Malcolm, 2013.
Ransome Stanley
Artist Biography
Born in 1953 in London, UK. Lives and works in Munich, Germany
Born in London to a Nigerian father and a German mother, Ransome Stanley currently resides in Munich. Drawing from colonial clichés presented in Western culture and idioms of 19th century bourgeois society, Stanley problematises the images of exoticism globally disseminated across the media.
With his panels, Ransome Stanley makes an original contribution to the art historical debate on the “picture within the picture.” The observer is uncertain which spatial plane is being depicted: Are we peering at the little boy with the collar around his neck through an opening in the wall?

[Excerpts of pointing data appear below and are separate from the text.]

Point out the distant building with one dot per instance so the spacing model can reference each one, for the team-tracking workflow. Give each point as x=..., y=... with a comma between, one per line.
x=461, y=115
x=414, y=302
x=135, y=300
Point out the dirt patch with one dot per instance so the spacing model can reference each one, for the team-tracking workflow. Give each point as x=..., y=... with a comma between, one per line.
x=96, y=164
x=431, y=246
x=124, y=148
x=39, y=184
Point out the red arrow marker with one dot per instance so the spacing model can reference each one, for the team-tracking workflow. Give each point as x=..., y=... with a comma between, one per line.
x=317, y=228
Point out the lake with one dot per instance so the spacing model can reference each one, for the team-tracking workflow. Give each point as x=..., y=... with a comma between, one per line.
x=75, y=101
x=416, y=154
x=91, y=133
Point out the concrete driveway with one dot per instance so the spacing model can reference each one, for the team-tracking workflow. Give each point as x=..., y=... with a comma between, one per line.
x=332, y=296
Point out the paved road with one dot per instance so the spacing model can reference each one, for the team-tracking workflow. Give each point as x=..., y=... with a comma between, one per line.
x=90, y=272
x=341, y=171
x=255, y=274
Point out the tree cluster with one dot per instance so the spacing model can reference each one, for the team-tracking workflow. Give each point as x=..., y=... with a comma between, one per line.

Is the entire entity a picture hanging on the wall, or are we looking at the reflection of a real person looking into a mirror? As soon as the artist opens up a three dimensional space we can apparently enter, we are thrown back into the two-dimensional plane of the picture. Likewise with the drawing, it is impossible to know whether it is on the painted wall; that is, at the centre of a space represented within the picture or whether it is simply an artist’s drawing on a canvas.
It is not easy to pinpoint Stanley’s style. His graphic-linearity has its roots in early 20th century natural history books, while his equal virtuosity with airy gestural sweeps is reminiscent of the classic Modern. At the same time, he creates planar pictorial spaces whose stark narrative painting style he then disrupts by contrasting it with something two-dimensional.
For his collages, Stanley uses pictures from our collective cultural history. But in contrast to many other artists, he seeks iconographic references not just in all too well-known media images from film and advertising, but rather also in his own African roots. In his pieces, western images of Africa and certain colonially-shaped clichés of the exotic are cheekily presented and merged to form new image creations. Stanley, who has currently made his home in Munich, was born in 1953 in London, the son of a Nigerian journalist father and a German mother. From 1975 to 1979, he studied at the Merz Academy in Stuttgart and soon became “master student” under Professor Merz. He has participated in numerous exhibitions, most recently in Brussels as part of the large exhibition project, Black Paris – Black Brussels.